According to reports, the home minister was briefed about the situation in Kashmir during the meeting and the “active involvement of the anti-terror grid” for neutralising the culprits behind the recent civilian killings in Kashmir. There are also reports that the home ministry is contemplating further stepping up the presence of security forces and the creation of “exclusive zones” in Kashmir for migrant employees.
However, The Wire could not independently verify the reports.
Deteriorating security situation
The meeting on Friday was the fifth official security review of Jammu and Kashmir by the home ministry this year. The earlier three meetings were chaired by Shah on February 18, March 19 and May 17 in the aftermath of the increase in the attacks on unarmed civilians, off-duty security personnel and political activists, and the security arrangements being made for the upcoming Amarnath pilgrimage.
In the run-up to the 43-day pilgrimage, which is now less than a month away, the security situation has deteriorated alarmingly, especially in Kashmir where six civilians including a government clerk, a government teacher, a private wine shop employee, a TV artist and a migrant worker have been killed in targeted attacks over the last three weeks. Two among the deceased were women and one of them was a Kashmiri Muslim.
Also read: Bank Employee from Rajasthan Shot Dead in Kulgam; Second Targeted Attack in 3 Days
On one of the worst days this year, two civilians and an army soldier were killed in targeted attacks on Thursday, June 2. A newly-wed young man from Rajasthan identified as Vijay Kumar who was recently posted as the manager of Ellaquai Dehati Bank’s Kulgam branch in south Kashmir was among those killed on Thursday.
Since January 2021, official data shows that 55 civilians have been killed in targeted attacks in Jammu and Kashmir by militants.
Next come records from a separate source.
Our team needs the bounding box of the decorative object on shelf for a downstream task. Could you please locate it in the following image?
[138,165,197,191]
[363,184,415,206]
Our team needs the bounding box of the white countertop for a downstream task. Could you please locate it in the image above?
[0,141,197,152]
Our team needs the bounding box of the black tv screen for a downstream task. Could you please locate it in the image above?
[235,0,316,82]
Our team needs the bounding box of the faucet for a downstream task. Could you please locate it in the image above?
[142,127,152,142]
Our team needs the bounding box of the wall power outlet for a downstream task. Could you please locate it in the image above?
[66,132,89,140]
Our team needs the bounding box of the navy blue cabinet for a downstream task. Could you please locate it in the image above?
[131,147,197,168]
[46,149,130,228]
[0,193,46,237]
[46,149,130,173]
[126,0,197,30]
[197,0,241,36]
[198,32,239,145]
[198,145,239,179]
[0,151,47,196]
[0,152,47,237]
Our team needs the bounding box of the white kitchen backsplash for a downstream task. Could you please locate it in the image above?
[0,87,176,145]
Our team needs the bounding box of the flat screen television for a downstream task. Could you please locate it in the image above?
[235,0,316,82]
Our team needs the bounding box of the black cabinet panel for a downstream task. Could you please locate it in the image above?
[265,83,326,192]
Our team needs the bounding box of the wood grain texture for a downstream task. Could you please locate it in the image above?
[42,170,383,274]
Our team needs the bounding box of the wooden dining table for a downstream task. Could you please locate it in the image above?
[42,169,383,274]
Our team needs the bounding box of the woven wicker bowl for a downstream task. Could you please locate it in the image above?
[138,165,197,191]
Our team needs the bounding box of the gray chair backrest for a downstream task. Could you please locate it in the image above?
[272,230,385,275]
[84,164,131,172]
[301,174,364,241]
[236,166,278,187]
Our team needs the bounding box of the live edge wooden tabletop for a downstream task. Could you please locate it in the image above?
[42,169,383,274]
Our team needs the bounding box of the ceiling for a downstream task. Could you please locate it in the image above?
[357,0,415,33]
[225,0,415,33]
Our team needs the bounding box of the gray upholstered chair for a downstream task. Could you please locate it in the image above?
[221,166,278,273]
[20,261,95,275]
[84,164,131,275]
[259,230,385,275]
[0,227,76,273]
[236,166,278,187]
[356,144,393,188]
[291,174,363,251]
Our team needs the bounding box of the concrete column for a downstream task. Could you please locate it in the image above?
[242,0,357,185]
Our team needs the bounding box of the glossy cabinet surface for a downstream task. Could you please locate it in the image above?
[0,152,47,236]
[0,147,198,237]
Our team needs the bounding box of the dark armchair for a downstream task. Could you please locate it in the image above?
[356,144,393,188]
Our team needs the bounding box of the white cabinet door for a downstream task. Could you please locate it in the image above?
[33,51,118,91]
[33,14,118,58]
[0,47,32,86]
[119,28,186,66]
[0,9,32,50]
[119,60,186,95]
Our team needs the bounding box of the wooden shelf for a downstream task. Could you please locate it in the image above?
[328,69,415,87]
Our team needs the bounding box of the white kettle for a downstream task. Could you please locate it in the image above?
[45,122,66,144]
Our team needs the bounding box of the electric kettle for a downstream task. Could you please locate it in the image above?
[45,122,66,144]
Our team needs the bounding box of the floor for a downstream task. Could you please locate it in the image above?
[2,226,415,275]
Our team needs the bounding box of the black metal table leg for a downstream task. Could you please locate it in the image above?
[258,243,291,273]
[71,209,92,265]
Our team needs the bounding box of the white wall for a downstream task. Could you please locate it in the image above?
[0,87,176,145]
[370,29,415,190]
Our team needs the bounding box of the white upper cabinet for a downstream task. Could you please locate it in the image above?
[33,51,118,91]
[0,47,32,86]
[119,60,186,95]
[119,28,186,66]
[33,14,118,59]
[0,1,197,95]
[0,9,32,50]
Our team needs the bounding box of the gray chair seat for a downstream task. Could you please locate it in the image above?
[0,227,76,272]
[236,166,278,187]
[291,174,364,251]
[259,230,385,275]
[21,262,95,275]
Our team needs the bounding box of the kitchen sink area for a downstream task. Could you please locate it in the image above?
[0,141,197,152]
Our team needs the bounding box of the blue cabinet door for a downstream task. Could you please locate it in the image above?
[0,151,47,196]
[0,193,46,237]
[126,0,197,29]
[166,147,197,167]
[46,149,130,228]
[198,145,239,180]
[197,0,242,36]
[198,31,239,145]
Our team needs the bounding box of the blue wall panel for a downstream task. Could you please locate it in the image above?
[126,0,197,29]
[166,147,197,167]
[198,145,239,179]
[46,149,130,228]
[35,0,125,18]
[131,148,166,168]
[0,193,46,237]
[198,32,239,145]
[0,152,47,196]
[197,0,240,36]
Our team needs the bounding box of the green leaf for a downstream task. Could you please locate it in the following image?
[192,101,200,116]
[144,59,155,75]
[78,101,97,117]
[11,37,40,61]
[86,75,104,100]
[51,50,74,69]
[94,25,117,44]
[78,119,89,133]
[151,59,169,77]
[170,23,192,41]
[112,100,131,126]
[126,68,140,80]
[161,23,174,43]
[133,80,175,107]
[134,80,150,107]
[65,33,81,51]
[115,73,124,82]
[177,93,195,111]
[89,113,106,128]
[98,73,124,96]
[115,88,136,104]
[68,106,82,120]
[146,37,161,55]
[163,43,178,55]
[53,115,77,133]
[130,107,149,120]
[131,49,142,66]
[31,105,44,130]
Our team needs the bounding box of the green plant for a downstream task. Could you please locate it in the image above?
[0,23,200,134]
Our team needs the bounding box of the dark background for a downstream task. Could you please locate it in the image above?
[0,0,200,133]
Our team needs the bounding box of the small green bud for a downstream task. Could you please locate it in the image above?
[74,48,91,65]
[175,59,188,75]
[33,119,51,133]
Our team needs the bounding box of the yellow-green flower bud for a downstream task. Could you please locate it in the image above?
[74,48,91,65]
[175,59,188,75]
This year, at least 19 persons, including four Panchayat members and off-duty security personnel, have been gunned down in Kashmir till June 2, which is almost double the number of such killings during the corresponding period of last year.
Hybrid militancy on the rise
Security agencies believe that the attacks are being carried out by hybrid militants using small firearms, sometimes fitted with silencers, to avoid setting off alarm bells. A hybrid militant has no criminal record in official books, making it difficult for the security agencies to identify them. Wearing the cloak of anonymity, hybrid militants are armed with small arms, like pistols and grenades, and they melt into the crowds after carrying out attacks.
On May 23, the J&K Police arrested two hybrid militants affiliated with Pakistan-based Lashkar-e-Toiba. At least 15 pistols, 30 magazines, 300 rounds and one silencer were recovered from their possession. Security agencies believe that the hybrid militants are being trained to stage surprise attacks with the least chances of getting caught.
The Hindu has reported that Kashmir has been “flooded with small weapons in the past six months, pushed into India from Pakistan through drones and tunnels along the Jammu border.”
A senior J&K police officer told The Wire that the renewed wave of targeted attacks, including a string of explosions in the Jammu region which was largely militancy free before August 5, 2019, is an attempt by militants to “project the deterioration in the security climate as a pushback against the alleged demographic change of Jammu and Kashmir”, the country’s only Muslim majority state, following the reading down of Articles 370 and 35-A.
Also read: J&K: 17-Year-Old Migrant Labourer Shot Dead, Another Injured in Budgam
This was illustrated in a letter circulated made by ‘Kashmir Freedom Fighters’, an offshoot of Lashkar-e-Toiba, which claimed the responsibility for killing Vijay Kumar, the bank manager, in Kulgam on Thursday.
“In wee hours, our cadre carried out an intelligence-based operation in Arrah Kulgam in which a non-local bank manager Vijay Kumar holdings domicile was eliminated. Anyone involved in the demographic (sic) change of Kashmir will meet the same fate,” the letter signed by the group’s self-proclaimed Waseem Mir, stated.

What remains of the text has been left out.